Agent harness engineering: patterns for production loops, memory, and MCP servers
A resource collection for building production AI agents compiles architecture patterns, memory systems, and verification pipelines from OpenAI, Anthropic, and LangChain.

A resource collection for AI agent harness engineering has circulated among practitioners this week, compiling architecture patterns, agent loop designs, and memory systems used across major labs and frameworks. The collection targets teams building production agent systems and covers verification pipelines, Model Context Protocol (MCP) servers, and multi-agent orchestration.
Harness engineering refers to the scaffolding around a model — the code that handles tool calls, memory persistence, verification steps, and coordination between multiple agents.
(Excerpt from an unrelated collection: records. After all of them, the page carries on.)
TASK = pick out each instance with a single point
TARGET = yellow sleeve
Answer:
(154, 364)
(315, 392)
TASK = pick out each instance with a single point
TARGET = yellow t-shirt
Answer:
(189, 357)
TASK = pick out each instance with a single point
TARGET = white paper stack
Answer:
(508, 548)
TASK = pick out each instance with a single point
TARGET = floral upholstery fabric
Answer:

As agent deployments move from demos to production, these patterns have become a bottleneck for reliability and cost control.
What stands out
- 01Agent loop templates — reusable patterns for ReAct-style loops, chain-of-thought prompting with tool use, and reflection cycles that let agents critique their own outputs before committing to an action.
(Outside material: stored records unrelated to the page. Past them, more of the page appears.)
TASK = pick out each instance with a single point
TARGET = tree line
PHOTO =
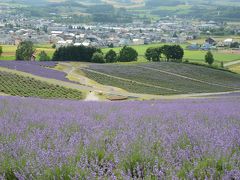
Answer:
(168, 52)
(173, 53)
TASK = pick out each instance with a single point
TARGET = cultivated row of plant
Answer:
(181, 139)
(18, 85)
(168, 79)
(36, 68)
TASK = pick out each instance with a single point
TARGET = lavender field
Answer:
(178, 139)
(36, 68)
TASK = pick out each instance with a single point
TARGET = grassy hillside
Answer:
(164, 78)
(194, 56)
(18, 85)
(9, 51)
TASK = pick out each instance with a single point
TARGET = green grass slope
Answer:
(164, 78)
(18, 85)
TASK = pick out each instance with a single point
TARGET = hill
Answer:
(126, 10)
(163, 78)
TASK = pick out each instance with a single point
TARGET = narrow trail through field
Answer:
(232, 63)
(189, 78)
(92, 97)
(129, 80)
(72, 69)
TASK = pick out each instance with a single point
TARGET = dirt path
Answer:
(92, 97)
(232, 63)
(129, 80)
(119, 92)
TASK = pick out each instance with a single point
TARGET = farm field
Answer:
(41, 69)
(163, 78)
(10, 50)
(177, 139)
(17, 85)
(192, 56)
- 02Memory systems — architectures for short-term context management, long-term vector stores, and hybrid approaches that balance latency with retrieval quality. Includes examples of when to use semantic search vs. recency filters.
- 03Verification and sandboxing — code for output validation, constraint checking, and isolated execution environments. Covers both rule-based checks (schema validation, type safety) and model-based verification (a second model reviews the first model's output).
- 04MCP servers — reference implementations of Model Context Protocol servers, the Anthropic-backed spec for exposing tools and data sources to agents in a standardized way. Includes examples for file systems, databases, and API wrappers.